COVID-19:le fédéral se penche sur des protections plus grandes pour le personnel

OTTAWA — L’Agence de la santé publique du Canada a déclaré qu’elle consulterait la Fédération canadienne des syndicats d’infirmières et infirmiers au sujet de sa prochaine série de lignes directrices pour protéger les travailleurs de la santé contre le nouveau coronavirus, mais a averti que des protocoles plus stricts comportaient leur propre ensemble de risques.

Les lignes directrices provisoires publiées ce mois-ci par l’agence fédérale énoncent les précautions à prendre par les travailleurs de la santé au cours de l’évaluation et du traitement d’un patient potentiellement infecté par le nouveau coronavirus — ou COVID-19 —, y compris l’équipement de protection à utiliser.

Les syndicats ont averti que les lignes directrices nationales visant à protéger les infirmières, les médecins et les autres membres du personnel hospitalier contre l’exposition au virus hautement contagieux sont moins strictes que celles d’autres juridictions, y compris les règles provinciales de l’Ontario.

Les Centres pour le contrôle des maladies des États-Unis, par exemple, demandent aux travailleurs de la santé de porter des respirateurs lorsqu’ils interagissent avec des patients ayant potentiellement contracté le coronavirus afin de se protéger contre d’éventuelles transmissions aéroportées, mais les lignes directrices nationales du Canada exigent uniquement des masques chirurgicaux dans la plupart des scénarios.

Le Dr Howard Njoo, sous-administrateur en chef adjoint de la santé publique, a affirmé que l’agence tiendrait compte de ces préoccupations, mais a fait valoir qu’une trop grande prudence pourrait signifier brûler inutilement des fournitures limitées.

«Nous comprenons le point de vue des infirmières», a déclaré M. Njoo, qui siège au comité consultatif technique qui a discuté des lignes directrices, disant croire qu’il y avait bon nombre d’implications à prendre en compte.

Certains spécialistes des maladies infectieuses s’inquiètent de «l’utilisation inappropriée de l’équipement de protection individuelle» par exemple, a-t-il dit, qui pourrait inutilement épuiser l’approvisionnement en respirateurs.
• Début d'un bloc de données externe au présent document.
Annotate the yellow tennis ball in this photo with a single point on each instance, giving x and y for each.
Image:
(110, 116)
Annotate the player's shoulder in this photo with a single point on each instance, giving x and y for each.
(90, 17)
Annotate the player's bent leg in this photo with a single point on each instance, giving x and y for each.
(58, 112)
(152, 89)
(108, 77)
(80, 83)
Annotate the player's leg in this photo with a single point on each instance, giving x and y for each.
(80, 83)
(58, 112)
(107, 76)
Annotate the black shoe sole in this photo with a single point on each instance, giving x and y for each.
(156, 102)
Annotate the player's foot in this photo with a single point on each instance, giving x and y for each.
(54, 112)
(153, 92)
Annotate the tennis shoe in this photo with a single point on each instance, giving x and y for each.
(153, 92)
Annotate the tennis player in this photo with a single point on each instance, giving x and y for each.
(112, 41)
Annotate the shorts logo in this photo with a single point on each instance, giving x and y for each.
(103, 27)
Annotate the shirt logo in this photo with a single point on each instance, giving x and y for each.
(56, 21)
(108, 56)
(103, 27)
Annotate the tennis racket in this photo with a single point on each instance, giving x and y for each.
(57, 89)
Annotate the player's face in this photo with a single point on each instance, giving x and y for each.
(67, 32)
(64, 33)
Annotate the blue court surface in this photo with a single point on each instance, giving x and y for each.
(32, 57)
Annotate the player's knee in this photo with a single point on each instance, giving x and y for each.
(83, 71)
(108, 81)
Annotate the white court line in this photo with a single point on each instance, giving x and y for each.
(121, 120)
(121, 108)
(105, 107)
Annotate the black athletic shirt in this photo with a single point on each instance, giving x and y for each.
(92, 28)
Les évaluations jusqu’à présent indiquent que le virus est transmis par de plus grosses gouttelettes provenant de la toux et des éternuements, non en flottant dans l’air.

Des pays ont signalé des pénuries de masques médicaux à usage personnel et médical tandis que le virus se propage et que la demande augmente.
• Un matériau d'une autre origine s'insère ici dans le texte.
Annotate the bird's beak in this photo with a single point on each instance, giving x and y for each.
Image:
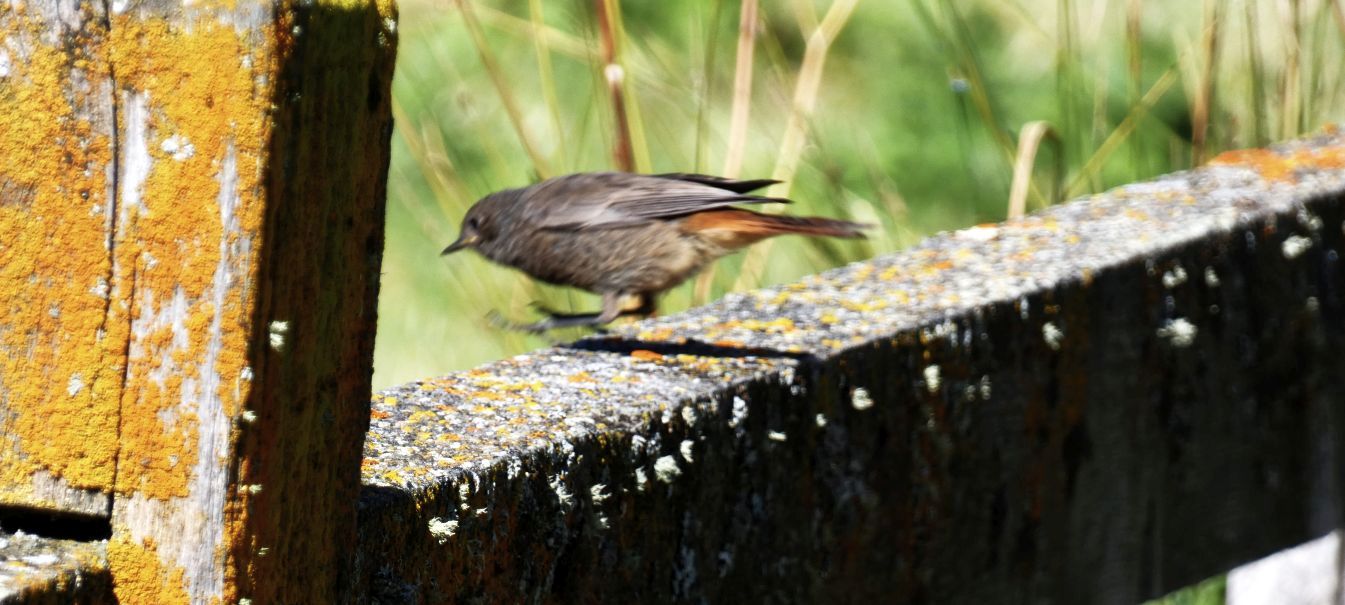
(463, 241)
Le risque de contracter le virus au Canada est considéré comme faible et, jusqu’à présent, le système de santé a pu contenir les cas importés d’autres pays.

Jusqu’à présent, 14 cas ont été confirmés au Canada, avec un 15e cas présumé découvert au Québec.

L’administratrice en chef de la santé publique du Canada, la Dre Theresa Tam, a déclaré que les provinces travaillaient de concert pour faire le bilan des fournitures médicales nécessaires en cas d’éclosion au Canada.

M. Njoo et la ministre de la Santé, Patty Hajdu, ont rencontré mardi des représentants de la fédération des syndicats d’infirmières pour discuter de leurs préoccupations, et l’agence de santé publique a convenu d’organiser une autre réunion la semaine prochaine pour recueillir leurs commentaires.

La présidente de la Fédération canadienne des syndicats d’infirmières et infirmiers, Linda Silas, a déclaré qu’il était important de bien définir ces lignes directrices, car même si les provinces peuvent établir leurs propres lignes directrices, beaucoup s’en remettront simplement aux recommandations nationales, a-t-elle affirmé.

«Nous demandons aux employeurs du secteur de la santé d’ignorer les lignes directrices provisoires et de suivre les lignes directrices de l’Ontario, qui sont beaucoup plus sécuritaires», a déclaré Mme Silas.